Onder de meer dan duizend mensen die met het laatste transport vanuit Westerbork (1944) worden gedeporteerd, bevindt zich – behalve de familie Frank – ook het echtpaar Philip en Lenie de Jong. Na aankomst in Auschwitz behoren zij tot de weinigen die voorlopig ‘mogen’ blijven leven. Philip komt terecht in het hoofdkamp Auschwitz I. Lenie wordt al snel van Auschwitz-Birkenau overgebracht naar het werkkamp Liebau. Philip wordt op 27 januari 1945 bevrijd door de Russen. Voor Lenie komt de bevrijding pas op 8 mei.

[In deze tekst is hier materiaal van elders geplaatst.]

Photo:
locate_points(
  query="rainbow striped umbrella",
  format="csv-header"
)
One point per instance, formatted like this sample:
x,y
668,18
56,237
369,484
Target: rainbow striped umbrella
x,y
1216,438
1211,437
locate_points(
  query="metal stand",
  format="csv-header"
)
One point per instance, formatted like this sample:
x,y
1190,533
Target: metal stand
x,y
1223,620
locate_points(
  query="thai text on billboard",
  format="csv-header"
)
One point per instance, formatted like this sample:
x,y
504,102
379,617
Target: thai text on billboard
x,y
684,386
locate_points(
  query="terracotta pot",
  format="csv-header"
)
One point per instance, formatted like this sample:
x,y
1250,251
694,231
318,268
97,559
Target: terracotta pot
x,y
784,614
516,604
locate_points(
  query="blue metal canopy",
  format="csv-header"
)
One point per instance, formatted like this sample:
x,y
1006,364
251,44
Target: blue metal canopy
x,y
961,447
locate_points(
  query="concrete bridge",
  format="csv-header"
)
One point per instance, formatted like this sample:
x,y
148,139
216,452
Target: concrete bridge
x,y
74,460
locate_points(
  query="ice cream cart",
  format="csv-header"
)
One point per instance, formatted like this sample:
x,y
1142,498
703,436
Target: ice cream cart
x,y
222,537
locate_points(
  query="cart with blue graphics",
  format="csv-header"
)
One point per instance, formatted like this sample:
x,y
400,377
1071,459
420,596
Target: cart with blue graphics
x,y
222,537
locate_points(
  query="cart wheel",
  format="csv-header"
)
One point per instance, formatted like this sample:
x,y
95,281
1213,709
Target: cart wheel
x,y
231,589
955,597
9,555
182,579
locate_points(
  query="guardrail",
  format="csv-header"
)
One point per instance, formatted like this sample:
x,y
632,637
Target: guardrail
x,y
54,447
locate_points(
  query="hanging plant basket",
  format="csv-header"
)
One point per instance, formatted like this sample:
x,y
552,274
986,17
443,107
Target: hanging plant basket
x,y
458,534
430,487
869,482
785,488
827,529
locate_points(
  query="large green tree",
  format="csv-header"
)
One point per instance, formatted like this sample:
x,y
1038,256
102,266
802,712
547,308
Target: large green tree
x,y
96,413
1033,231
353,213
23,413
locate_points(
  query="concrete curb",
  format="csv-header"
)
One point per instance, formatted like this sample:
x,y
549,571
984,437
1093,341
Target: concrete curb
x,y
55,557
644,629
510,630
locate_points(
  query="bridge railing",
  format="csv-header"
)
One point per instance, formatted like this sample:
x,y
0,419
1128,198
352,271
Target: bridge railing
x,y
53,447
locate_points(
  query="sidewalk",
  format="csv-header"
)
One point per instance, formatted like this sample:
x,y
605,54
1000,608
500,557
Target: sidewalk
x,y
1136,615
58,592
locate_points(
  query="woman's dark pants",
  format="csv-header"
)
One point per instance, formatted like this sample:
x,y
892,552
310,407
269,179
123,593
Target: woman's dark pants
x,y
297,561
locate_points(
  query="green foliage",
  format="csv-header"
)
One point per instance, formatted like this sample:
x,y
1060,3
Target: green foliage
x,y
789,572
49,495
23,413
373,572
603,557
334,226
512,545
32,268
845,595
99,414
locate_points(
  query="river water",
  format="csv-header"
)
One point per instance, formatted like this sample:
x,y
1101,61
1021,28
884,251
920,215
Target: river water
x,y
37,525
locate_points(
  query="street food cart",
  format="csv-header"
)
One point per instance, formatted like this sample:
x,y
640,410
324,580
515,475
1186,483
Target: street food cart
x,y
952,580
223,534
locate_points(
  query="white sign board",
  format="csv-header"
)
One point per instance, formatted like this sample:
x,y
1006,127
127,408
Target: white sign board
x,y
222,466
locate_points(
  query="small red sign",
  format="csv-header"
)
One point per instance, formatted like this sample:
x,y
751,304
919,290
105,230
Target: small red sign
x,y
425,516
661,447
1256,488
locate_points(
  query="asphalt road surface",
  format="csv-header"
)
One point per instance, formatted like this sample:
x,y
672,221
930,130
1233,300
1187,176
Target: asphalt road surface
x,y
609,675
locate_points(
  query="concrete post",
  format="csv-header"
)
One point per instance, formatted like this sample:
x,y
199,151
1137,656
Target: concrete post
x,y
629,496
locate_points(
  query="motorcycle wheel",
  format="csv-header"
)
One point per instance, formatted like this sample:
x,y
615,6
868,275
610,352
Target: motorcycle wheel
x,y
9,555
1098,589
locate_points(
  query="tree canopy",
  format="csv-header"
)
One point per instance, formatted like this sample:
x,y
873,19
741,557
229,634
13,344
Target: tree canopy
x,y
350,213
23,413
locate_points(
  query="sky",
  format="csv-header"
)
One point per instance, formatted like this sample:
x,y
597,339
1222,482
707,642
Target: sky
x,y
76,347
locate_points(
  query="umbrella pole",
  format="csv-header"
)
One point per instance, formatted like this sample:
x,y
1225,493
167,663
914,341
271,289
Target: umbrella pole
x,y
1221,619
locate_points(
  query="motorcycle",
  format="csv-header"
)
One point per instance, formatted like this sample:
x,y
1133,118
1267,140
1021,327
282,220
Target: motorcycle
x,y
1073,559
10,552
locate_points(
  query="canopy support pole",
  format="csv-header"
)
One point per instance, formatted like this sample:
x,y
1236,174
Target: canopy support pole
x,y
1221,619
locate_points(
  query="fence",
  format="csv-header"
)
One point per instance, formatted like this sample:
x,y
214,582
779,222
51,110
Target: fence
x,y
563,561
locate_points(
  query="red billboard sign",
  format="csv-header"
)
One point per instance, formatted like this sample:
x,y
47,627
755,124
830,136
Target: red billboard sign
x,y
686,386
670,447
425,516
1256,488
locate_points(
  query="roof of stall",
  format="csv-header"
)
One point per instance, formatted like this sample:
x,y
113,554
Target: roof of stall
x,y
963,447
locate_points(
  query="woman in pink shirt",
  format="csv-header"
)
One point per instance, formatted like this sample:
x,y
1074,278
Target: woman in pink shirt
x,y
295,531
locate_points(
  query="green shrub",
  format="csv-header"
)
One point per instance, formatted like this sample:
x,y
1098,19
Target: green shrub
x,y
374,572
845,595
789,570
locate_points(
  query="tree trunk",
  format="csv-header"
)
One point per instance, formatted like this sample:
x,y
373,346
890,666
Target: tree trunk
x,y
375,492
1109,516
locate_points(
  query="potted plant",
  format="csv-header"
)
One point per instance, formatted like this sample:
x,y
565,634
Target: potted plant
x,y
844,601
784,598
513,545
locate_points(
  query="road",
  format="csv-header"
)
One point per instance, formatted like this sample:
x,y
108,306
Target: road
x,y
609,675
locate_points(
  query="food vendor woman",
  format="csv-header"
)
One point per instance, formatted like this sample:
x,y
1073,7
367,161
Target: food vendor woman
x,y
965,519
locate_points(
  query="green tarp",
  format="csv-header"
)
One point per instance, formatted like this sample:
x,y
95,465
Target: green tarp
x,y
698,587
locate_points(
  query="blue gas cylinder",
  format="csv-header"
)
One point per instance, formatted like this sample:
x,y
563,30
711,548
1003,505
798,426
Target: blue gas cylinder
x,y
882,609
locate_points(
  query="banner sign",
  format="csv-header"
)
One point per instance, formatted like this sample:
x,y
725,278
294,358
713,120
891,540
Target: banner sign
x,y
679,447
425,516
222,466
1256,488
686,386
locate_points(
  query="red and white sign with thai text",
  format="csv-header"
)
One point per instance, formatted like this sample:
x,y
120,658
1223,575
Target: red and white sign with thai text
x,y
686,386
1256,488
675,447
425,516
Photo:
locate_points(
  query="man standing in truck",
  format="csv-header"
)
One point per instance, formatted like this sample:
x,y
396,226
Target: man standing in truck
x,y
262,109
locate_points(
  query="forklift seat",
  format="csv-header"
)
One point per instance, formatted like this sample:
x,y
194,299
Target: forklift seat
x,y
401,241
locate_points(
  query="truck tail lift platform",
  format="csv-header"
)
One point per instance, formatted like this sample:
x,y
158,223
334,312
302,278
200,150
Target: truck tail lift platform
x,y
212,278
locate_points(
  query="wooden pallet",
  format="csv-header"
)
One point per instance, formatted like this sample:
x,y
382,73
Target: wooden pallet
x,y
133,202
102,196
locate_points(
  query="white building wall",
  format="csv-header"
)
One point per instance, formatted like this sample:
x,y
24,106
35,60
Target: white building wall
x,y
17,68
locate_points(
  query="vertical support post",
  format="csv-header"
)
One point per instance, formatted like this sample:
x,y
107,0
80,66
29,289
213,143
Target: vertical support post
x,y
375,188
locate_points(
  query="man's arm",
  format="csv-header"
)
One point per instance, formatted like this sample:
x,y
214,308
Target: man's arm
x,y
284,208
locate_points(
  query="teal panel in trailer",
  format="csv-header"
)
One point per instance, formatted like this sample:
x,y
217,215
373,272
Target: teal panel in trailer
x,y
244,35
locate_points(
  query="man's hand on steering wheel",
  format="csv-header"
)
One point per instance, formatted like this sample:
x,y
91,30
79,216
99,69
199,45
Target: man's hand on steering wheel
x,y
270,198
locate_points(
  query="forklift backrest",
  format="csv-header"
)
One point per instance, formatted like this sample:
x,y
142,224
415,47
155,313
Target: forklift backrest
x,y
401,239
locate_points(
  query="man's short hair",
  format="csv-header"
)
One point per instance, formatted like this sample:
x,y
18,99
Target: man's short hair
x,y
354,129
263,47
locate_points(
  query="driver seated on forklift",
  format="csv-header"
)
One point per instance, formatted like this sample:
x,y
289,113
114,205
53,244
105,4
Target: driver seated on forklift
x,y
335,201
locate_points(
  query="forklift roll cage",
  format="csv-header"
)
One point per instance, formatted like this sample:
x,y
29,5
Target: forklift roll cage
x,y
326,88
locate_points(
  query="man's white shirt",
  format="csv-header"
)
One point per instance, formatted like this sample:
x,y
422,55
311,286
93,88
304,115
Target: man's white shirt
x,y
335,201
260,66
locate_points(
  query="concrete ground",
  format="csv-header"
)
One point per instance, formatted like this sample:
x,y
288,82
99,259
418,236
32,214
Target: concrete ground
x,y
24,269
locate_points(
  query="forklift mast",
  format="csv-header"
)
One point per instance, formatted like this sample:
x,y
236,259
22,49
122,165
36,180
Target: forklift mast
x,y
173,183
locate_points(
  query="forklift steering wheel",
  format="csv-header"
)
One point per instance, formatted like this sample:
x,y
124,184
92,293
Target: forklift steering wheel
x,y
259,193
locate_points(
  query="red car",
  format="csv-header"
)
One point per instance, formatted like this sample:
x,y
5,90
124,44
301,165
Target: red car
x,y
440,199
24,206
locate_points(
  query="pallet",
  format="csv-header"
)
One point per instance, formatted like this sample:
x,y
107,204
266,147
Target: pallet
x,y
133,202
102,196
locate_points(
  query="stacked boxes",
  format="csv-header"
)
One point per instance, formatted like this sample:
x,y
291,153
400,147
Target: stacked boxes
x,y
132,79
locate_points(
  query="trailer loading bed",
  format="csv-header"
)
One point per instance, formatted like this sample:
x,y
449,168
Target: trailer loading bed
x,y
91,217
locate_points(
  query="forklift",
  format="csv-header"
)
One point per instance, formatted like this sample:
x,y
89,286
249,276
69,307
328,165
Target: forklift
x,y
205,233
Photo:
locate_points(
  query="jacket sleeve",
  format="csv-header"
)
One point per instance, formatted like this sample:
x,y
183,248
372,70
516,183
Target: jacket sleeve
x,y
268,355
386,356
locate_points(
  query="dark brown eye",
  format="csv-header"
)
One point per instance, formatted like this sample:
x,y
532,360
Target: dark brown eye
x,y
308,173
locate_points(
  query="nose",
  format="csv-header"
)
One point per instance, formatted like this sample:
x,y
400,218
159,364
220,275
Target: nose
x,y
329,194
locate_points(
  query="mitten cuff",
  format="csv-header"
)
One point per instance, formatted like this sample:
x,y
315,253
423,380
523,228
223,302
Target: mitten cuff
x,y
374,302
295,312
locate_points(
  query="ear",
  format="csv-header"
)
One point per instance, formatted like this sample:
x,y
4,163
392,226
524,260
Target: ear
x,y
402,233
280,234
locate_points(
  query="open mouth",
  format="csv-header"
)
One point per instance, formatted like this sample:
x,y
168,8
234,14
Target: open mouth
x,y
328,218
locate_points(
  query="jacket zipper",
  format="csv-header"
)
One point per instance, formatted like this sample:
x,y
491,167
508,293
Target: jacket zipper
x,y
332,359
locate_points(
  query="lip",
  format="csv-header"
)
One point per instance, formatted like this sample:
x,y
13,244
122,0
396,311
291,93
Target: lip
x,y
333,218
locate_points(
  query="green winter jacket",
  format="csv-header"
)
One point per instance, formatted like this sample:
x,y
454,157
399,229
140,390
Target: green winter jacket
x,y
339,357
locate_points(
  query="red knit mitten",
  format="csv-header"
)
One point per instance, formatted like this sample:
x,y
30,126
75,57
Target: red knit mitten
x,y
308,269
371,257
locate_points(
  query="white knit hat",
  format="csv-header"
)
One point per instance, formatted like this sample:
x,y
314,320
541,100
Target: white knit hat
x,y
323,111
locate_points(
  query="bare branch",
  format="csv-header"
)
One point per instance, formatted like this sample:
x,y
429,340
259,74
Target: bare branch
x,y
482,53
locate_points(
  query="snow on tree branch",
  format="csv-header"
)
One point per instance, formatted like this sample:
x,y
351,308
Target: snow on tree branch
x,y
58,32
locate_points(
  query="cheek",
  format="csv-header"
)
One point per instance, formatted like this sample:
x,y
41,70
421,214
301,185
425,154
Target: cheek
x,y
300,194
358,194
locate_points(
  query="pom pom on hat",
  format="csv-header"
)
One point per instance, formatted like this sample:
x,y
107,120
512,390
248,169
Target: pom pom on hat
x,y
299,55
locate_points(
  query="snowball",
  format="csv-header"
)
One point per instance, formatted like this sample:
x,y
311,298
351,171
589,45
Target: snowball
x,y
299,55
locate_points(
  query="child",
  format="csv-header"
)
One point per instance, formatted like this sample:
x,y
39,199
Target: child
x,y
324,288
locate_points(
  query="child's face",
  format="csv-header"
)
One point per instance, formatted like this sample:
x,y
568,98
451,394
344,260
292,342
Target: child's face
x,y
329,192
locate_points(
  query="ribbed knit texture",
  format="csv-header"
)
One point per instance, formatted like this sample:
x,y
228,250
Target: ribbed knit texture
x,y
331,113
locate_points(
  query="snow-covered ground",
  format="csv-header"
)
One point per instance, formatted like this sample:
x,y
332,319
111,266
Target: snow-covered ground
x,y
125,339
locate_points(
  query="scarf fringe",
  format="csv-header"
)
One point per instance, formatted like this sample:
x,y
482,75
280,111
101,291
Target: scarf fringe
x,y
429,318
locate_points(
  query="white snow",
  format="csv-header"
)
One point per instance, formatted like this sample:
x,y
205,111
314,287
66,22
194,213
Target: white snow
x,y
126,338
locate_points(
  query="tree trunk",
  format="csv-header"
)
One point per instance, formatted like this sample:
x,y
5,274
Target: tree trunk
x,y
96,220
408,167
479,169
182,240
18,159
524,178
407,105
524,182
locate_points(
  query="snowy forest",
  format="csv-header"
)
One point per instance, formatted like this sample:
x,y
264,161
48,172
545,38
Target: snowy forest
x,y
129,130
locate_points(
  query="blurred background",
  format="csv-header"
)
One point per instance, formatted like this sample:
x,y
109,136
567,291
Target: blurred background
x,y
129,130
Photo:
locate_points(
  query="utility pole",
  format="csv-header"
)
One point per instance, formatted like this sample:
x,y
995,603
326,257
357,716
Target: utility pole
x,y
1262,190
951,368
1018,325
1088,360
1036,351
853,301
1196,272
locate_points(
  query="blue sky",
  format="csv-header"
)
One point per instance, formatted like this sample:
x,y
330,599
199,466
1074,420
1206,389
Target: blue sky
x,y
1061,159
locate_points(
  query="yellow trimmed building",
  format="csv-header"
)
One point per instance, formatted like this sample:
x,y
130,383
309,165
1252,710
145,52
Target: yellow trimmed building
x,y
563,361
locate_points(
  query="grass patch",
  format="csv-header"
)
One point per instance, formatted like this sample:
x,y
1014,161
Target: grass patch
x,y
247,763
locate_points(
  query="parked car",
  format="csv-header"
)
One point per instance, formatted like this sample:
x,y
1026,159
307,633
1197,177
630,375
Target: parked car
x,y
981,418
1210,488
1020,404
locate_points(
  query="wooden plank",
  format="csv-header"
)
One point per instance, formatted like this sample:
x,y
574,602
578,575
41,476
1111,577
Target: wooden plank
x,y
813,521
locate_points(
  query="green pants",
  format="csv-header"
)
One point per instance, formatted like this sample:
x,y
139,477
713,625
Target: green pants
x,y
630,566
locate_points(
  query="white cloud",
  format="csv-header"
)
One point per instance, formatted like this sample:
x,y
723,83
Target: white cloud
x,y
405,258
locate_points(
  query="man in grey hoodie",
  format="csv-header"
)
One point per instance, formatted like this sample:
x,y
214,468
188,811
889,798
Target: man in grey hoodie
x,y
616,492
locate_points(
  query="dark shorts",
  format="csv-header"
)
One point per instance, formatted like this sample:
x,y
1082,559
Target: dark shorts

Beide echtgenoten houden op hun afzonderlijke thuisreizen aantekeningen bij. Philip reist naar Odessa en wordt van daar per schip naar Marseille vervoerd. Als hij eind mei in Nederland aankomt, weet hij nog niets over het lot van zijn vrouw. Eind juni arriveert ook Lenie in Amsterdam, na een reis dwars door het verslagen Duitsland.
Later dat jaar verwerkt Philip zijn notities in een reisverslag, dat Lenie pas na zijn overlijden in 1972 onder ogen krijgt. 'Daarover praatte je niet in die tijd. Je had wel wat anders te doen.' De nuchtere toon van deze constatering kenmerkt ook de dagboeken van het echtpaar. Het schrijven was vooral een middel om weer mensch te worden. Beiden laten een bijzonder tijdsdocument na, dat een beeld geeft van de morele kracht waarmee zij de wisselvalligheden van hun lot ondergingen.
Retour Auschwitz is een van de weinige publicatie van dergelijke getuigenissen in Nederland over de repatriëring uit de kampen.